Sinon vous pouvez attendre un prochain article qui expliquera le rôle essentiel des coraux pour la nature en général et l'homme en particulier...N'oubliez pas de vous abonner (en haut à droite) et de signer la pétition !

dimanche 7 juin 2015

UN PORT EN EAUX TROUBLES

Le 26 mai 2015, les travaux portuaires de Fort-de-France ont démarré en toute opacité: quels travaux vont être réalisés ? Ceux figurant sur l'arrêté d'autorisation, ceux diffusés dans les médias et appelés "nouveau projet" ou encore un autre projet entendu à la radio au démarrage des travaux ? Et pourquoi les autorités sont-elles si réticentes à communiquer les documents importants aux associations ?  


PETIT RAPPEL (pour ceux qui ont manqué les épisodes précédents...)

Dans ce projet, les coraux sont destinés à être utilisés comme matériaux de constructions GRATUITS !
C'est illégal à plus d'un titre car :
  • les coraux sont protégés à la Martinique → aucune dérogation n'a été délivrée pour ce projet
  • pour extraire des matériaux, il faut un titre minier → le projet ne comporte aucun titre minier
  • pour qu'un projet comportant des impacts importants sur l'environnement soit autorisé, il doit être déclaré d'Intérêt Général → Il n'y a aucune déclaration d'intérêt Général
    Malgré toutes ces motifs d'illégalité, une autorisation a été accordée par le Préfet de l'époque...

Plusieurs versions pour un même projet
En octobre 2013, des travaux portuaires ont été autorisés par arrêté préfectoral.
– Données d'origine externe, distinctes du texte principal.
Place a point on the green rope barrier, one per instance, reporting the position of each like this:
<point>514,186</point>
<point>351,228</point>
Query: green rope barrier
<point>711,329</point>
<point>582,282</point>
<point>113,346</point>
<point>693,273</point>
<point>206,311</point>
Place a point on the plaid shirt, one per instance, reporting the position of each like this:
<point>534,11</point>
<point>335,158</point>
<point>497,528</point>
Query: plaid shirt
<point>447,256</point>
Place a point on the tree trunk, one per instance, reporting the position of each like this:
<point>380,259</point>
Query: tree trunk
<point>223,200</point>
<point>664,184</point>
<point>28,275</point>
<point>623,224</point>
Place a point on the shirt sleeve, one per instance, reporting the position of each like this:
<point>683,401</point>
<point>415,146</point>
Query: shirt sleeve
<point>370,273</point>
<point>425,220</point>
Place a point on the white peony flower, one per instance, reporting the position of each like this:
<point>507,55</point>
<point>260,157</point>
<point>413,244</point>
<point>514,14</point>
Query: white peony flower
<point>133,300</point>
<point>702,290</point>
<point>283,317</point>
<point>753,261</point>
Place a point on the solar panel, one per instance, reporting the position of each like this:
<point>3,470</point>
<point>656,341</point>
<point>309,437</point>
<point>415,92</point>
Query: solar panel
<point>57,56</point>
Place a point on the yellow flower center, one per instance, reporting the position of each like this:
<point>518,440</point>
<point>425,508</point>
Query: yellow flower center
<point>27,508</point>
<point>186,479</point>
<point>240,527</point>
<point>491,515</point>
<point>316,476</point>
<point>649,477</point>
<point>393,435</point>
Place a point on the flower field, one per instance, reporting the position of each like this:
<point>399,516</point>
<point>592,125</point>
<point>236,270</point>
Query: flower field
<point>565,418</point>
Ces travaux comprennent:
- le dragage (= action d'enlever des boues dans un plan d'eau) des boues aux endroits où sont prévues les extensions
- la création d'une mangroves artificielle à partir d'une partie de ces boues et le clapage (= rejet des boues en haute mer) du restant de ces boues.
- la destruction et le concassage de récifs coralliens à la biodiversité exceptionnelle pour être utilisés comme matériaux de construction gratuits.
Projet d'extension officielle datant d'octobre 2013 (extrait du dossier de demande d'autorisation).  Les extensions sont en orange foncé. Le plan du port avant travaux est en haut à gauche.

Suite à la mobilisation de notre collectif et à de nouvelles études, le projet aurait été modifié.
Durant une rencontre de pseudo-concertation le 19 décembre 2014, les autorités nous ont présenté un nouveau projet en 2 phases. La première phase (extension sud-est) s'effectuerait :
- sans dragage,
- ni clapage, ni création de mangrove artificielle
- ni destruction corallienne,
soit une première phase écologiquement « propres ».
La deuxième phase (extension nord-ouest) serait réduite de 9 à 3 ha. En revanche, les choix pour cette extension ne sont pas arrêtés, ils ne le seront qu'après « concertation » avec les associations.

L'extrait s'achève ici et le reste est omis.